Generative Adversarial Networks (GAN) has changed the way we observe deep learning field. Up until that point, generative algorithms were a one-side ally, and the engineers were focused more on regression and classification tasks. Different approaches and applications were used for generating data. However, Ian Goodfellow presented GAN back in 2014 and shook up the entire field. Little did he knew the idea that he got while drinking with his friends would make him famous (well, science famous, not Rihanna famous). Thanks to that idea we live in a world where art created with these systems are sold for thousands of dollars and realistic images faces are generated.
Today, we can find hundreds of variations of GAN too. I mean, just look at that linked list, it is huge! We are living in a weird postmodern world and I love it. Actually, the first time I saw Picasso-styled Space Odyssey was the moment that made me start exploring this vast world of neural networks. What we can see in that video is that someone used Picasso’s style and applied it to Space Odyssey. This experiment was not done with GANs back then, but today we have one interesting architecture on our hands that can do just that.
Actually, in this article, we are going to explore the problem of merging two domains of data. For example, we might want to apply the Picasso style to the Kubrick experience, but what if we want to do something else and make Picasso’s work more Kubrick like? To be honest, I am not sure if we want to do that with late Cubanism, so this might be the wrong example. However, you get the picture (pun intended). We want to move a specific style of one domain to the other and do that in both directions.

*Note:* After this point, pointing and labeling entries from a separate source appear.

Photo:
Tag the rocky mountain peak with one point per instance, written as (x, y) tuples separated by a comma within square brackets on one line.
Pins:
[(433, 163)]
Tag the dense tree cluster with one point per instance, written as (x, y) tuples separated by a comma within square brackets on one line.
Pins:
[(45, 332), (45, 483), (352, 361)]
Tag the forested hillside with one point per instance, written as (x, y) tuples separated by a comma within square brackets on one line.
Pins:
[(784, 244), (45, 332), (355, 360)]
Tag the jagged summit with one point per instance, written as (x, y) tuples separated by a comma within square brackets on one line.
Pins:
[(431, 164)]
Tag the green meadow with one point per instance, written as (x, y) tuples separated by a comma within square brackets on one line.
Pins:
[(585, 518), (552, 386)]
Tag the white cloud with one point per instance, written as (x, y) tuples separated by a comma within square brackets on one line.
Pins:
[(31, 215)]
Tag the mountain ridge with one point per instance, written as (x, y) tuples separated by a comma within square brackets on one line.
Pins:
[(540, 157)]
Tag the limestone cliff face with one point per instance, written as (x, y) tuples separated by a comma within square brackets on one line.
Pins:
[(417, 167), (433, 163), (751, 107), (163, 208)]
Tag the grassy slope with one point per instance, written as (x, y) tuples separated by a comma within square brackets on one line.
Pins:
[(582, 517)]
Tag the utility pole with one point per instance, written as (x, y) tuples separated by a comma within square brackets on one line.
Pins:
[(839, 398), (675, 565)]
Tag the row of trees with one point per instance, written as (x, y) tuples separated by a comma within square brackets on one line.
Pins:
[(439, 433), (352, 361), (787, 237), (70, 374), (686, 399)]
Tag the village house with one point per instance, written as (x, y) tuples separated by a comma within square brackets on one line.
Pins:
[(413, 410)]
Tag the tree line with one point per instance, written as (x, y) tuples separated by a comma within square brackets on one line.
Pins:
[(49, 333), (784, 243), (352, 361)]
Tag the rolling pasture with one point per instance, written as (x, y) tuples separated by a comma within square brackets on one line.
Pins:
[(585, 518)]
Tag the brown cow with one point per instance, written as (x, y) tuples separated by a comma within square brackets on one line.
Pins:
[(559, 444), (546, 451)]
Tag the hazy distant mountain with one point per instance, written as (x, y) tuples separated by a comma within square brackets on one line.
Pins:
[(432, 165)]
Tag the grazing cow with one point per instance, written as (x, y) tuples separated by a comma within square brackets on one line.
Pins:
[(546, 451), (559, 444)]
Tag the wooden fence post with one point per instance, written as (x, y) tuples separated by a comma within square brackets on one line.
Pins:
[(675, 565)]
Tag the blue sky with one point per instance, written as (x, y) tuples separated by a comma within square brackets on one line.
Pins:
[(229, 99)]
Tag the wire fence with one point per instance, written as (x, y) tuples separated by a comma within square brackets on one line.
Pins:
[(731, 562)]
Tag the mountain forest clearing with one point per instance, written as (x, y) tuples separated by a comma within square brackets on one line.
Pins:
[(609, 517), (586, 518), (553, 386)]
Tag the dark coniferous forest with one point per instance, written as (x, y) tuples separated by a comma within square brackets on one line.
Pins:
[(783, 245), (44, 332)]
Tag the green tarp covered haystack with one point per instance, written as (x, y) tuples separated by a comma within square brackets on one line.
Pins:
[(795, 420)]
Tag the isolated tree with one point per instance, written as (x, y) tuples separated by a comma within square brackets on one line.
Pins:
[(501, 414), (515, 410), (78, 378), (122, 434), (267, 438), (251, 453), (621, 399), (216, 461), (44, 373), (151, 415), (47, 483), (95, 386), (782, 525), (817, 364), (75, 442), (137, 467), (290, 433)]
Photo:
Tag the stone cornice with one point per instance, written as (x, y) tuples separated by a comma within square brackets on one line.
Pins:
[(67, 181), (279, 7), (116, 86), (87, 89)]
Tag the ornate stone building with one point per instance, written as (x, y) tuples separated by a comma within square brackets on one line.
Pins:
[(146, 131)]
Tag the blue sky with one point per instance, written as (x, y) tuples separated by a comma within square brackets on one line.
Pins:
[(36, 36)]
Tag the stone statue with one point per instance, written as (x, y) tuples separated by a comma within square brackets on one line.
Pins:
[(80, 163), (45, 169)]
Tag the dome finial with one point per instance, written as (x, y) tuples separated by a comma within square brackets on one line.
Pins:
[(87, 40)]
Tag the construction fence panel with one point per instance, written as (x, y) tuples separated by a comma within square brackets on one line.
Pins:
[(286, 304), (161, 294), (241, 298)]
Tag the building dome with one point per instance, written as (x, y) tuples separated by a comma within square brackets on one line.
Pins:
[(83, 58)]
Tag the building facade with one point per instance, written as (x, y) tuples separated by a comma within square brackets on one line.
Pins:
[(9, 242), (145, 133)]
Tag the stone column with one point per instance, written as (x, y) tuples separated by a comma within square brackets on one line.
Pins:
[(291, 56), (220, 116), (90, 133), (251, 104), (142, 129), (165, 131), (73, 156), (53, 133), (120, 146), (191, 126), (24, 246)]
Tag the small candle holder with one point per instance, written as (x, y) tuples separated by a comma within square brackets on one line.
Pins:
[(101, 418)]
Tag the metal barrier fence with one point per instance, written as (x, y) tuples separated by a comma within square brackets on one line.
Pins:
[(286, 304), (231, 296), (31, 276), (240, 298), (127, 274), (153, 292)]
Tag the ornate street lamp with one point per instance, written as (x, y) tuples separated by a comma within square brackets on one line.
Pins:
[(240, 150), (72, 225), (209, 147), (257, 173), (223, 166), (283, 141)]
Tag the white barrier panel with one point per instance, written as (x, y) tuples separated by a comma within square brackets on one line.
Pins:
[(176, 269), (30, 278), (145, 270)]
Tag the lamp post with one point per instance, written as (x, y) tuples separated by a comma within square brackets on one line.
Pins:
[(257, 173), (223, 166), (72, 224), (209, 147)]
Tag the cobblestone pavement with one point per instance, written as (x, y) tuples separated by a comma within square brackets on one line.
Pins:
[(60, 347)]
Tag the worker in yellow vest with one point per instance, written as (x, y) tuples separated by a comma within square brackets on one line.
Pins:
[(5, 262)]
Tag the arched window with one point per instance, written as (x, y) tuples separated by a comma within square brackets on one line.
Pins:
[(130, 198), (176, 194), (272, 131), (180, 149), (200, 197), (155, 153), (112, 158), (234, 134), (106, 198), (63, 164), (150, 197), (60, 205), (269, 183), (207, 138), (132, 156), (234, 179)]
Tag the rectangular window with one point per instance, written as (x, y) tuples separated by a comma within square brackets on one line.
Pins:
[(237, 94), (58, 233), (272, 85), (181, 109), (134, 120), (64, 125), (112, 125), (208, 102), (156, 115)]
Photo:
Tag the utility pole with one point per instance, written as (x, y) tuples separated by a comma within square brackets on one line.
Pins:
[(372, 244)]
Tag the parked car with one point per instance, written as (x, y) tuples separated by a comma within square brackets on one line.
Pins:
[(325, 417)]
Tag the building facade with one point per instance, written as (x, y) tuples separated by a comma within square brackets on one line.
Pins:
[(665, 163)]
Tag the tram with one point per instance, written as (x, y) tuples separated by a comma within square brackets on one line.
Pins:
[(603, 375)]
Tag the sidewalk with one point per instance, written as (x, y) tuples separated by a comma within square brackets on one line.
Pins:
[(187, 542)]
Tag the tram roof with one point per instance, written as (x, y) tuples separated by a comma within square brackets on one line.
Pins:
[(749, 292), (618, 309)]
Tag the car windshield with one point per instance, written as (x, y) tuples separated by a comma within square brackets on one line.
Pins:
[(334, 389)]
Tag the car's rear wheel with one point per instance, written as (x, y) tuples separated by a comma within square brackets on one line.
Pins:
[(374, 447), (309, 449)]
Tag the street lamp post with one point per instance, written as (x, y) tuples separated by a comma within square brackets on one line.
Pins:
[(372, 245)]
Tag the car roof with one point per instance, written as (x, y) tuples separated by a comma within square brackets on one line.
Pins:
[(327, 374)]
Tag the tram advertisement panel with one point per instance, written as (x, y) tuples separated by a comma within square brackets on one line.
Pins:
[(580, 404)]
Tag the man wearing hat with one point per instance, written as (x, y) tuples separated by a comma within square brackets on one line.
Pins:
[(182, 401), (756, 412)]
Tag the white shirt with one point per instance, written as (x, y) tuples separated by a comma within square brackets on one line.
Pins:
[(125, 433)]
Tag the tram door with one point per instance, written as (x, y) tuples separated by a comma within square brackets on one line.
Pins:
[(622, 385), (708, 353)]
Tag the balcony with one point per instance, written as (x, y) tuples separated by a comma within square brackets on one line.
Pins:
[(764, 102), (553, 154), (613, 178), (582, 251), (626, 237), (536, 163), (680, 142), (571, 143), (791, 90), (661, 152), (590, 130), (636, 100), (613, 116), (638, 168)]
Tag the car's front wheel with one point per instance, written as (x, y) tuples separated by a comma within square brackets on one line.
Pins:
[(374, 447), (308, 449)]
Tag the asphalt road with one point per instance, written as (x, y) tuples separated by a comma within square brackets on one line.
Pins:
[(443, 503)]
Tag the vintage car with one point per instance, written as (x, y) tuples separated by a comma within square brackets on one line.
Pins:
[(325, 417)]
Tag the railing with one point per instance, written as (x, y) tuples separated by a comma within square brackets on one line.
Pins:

This type of problem is usually referred to as Image-to-Image translation.
In general, Image-to-image translation is a class of graphics problems where the goal is to learn how input image can be mapped to an output image. Regularly, we would have aligned image pairs of both image domains. For example, we would have Monet’s painting and the image of the landscape that he painted. However, this is not always the case, as you can see from the example – we don’t have images of the landscapes that Monet painted. So in this article, we will explore how we can translate an image from a domain X to a domain Y without paired examples.
So far we didn’t solve this kind of problems in our big artificial neural networks journey. In fact, during our work on GANs, we used different architectures to generate images. First, we used standard GAN and DCGAN on the Fashion-MNIST Dataset, and then we got a chance to get familiar with Adversarial Autoencoders and implemented it. These are all very good architectures, but they are not really applicable to our new problem. Transferring information between two domains of images is done with a special type of GANs – Cycle GAN (paper).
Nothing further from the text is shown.